Bütün bunlar ilk bakışta uzak bir ülkeden gelen, birbirinden kopuk bir olaylar dizisi izlenimi veriyor.
Halbuki, Arjantin’de yaşananlar Türkiye işçi sınıfının ders çıkarması gereken, sadece o ülkede değil, Türkiye’nin de içinde bulunduğu emperyalist sistem içinde sıkça yaşanan ve Türkiye’de de kaçınılmaz olarak er ya da geç yaşanacak önemli gelişmelerdir.
Bu yüzden Arjantin’deki gelişmelere biraz daha yakından bakmakta fayda var.

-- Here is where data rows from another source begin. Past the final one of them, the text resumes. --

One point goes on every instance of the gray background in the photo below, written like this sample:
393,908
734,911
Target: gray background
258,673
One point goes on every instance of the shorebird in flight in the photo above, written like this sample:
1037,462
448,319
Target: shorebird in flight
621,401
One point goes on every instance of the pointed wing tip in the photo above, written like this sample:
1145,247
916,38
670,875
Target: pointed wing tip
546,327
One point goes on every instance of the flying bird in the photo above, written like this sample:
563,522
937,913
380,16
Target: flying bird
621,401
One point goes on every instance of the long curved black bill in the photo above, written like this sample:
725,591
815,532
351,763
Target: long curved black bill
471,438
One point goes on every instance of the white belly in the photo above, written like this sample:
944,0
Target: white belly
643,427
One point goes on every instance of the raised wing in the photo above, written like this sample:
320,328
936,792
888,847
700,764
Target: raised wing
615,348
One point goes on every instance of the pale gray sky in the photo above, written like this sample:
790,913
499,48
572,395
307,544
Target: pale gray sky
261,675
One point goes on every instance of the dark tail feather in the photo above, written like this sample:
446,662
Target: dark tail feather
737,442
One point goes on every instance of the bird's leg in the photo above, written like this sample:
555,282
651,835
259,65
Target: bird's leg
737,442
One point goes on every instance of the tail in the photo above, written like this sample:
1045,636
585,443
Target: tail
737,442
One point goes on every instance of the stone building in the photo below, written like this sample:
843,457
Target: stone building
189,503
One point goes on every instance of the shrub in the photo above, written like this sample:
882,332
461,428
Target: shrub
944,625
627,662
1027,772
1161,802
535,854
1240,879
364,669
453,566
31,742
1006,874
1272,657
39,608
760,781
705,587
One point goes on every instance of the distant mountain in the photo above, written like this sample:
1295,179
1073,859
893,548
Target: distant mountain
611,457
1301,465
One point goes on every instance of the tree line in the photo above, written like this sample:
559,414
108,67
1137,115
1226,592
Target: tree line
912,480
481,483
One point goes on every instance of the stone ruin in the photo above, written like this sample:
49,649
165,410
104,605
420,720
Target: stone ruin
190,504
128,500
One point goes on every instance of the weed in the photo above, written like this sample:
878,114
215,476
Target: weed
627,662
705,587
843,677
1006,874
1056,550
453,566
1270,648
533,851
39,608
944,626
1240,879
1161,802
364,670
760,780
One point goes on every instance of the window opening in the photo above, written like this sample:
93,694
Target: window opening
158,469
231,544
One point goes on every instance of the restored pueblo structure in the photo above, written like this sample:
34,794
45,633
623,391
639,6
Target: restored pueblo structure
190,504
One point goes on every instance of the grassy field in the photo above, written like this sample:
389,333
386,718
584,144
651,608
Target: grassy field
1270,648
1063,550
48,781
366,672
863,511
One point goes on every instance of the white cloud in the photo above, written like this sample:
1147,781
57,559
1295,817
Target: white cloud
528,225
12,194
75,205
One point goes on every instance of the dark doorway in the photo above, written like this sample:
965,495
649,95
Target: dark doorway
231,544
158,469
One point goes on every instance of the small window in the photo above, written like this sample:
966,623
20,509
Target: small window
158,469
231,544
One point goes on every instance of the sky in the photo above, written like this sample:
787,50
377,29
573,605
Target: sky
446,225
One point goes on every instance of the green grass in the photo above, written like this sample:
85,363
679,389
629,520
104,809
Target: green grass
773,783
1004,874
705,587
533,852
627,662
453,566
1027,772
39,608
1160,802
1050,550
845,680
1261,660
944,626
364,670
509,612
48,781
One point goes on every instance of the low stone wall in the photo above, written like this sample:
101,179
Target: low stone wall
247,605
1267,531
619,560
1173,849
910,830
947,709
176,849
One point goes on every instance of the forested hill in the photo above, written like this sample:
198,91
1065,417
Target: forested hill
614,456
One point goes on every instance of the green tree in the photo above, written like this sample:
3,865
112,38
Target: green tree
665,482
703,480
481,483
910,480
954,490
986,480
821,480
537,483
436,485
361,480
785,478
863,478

Arjantin’de 1990’lı yılların başında yapılan “neoliberal” reformların yıkıcı etkisinden çok söz edilir. Bu reformların işçi sınıfı ve emekçi kitleler üzerindeki yıkıcı etkisi olduğu açıktır. Tabii tüm bu reformlar uzun yıllar “ithal ikameci” ve “korumacı” politikalar uygulayarak büyüyen ama artık hem tekelleşme sürecini tamamlamış ve dış rekabete hazır hale gelen hem de iç piyasa kendisine dar gelmeye başladığı için dışarı açılmaya hazır olan, dış kredilerden yararlanmak isteyen Arjantin burjuvazisi ve sermaye ihracı yoluyla ülkeyi sömürmeye hevesli uluslararası tekeller için çok iyi olmuştur.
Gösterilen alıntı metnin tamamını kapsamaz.